Tomorrow I relocate to my new nursing home. It at least has good reviews online, although I have been warned not to trust the websites of these places. The great irony of leaving rehab is that for most of the time I have spent here I have hated it with a passion. Being cooped up in a chaotic hospital environment, with people I have nothing in common with, whilst trying to come to terms with how ruined my life is, has largely been hell. I cannot shake the feeling that I now occupy the status of something between a full person and livestock. Deprived of everything that previously made my life so rich and worth living, this has often felt like a carefully calibrated form of torture. And yet I have known for the past few months that what comes next is probably going to be worse. I hate it here, but leaving is no comfort at all. I suspect that by the end of the week, I will wish I could come back.
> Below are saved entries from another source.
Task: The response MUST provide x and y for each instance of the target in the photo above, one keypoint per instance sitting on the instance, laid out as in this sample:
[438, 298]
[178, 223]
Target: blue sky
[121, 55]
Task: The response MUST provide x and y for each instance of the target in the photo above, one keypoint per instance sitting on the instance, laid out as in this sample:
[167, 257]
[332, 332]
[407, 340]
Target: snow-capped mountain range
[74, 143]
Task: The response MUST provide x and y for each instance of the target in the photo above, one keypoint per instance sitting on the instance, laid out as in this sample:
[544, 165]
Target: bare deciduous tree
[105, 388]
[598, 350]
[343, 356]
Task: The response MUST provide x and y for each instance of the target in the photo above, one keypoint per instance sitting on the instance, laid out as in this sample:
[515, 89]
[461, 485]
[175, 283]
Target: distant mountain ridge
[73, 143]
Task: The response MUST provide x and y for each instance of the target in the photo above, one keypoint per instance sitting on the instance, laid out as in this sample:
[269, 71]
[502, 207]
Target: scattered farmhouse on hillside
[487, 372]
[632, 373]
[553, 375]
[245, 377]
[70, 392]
The truth is, I’m scared. A year ago, I happily entrusted my life to a rope, lumps of metal, and the steady hands of a friend, putting myself in situations of fear for fun. Now I have to hope that strangers I haven’t yet met remember to properly flush the plastic tube that pokes out of my guts, so as to help ensure that I do not die alone in the night. It is some turnaround. As the old saying goes, you don’t know what you’ve got until it’s gone.
Paul....please keep writing. If where you go does not give you adequate care....let us all know....I happen to have cerebral palsy on my left hand side, I use a quad stick....to live with a disability from birth is so different from having disability thrust upon you. I am not in anyway comparing the both btw. But I do know the system and how to fight it. So keep us updated. Please.
Best wishes as you move on Paul.
I hope it turns out to be better than you fear.
I often think about something you have written as i go about my day with an internal promise to myself to write to you later. Inevitably time passes and i do forget....(easily unfortunately) due to short term memory issues.
For my own well being i have decided to have a total break from social media for a few months.
I will light a candle for you and send a good wish your way intermittently.
Try to be kind to yourself.
Don't even attempt doing anything ir trying to think anything through when you're tired. It's the doorway to self criticism and loathing.
You are coping remarkably well...believe it or not. Keep writing.
For now i send love and many blessings to you and your team.x Angela (in retreat).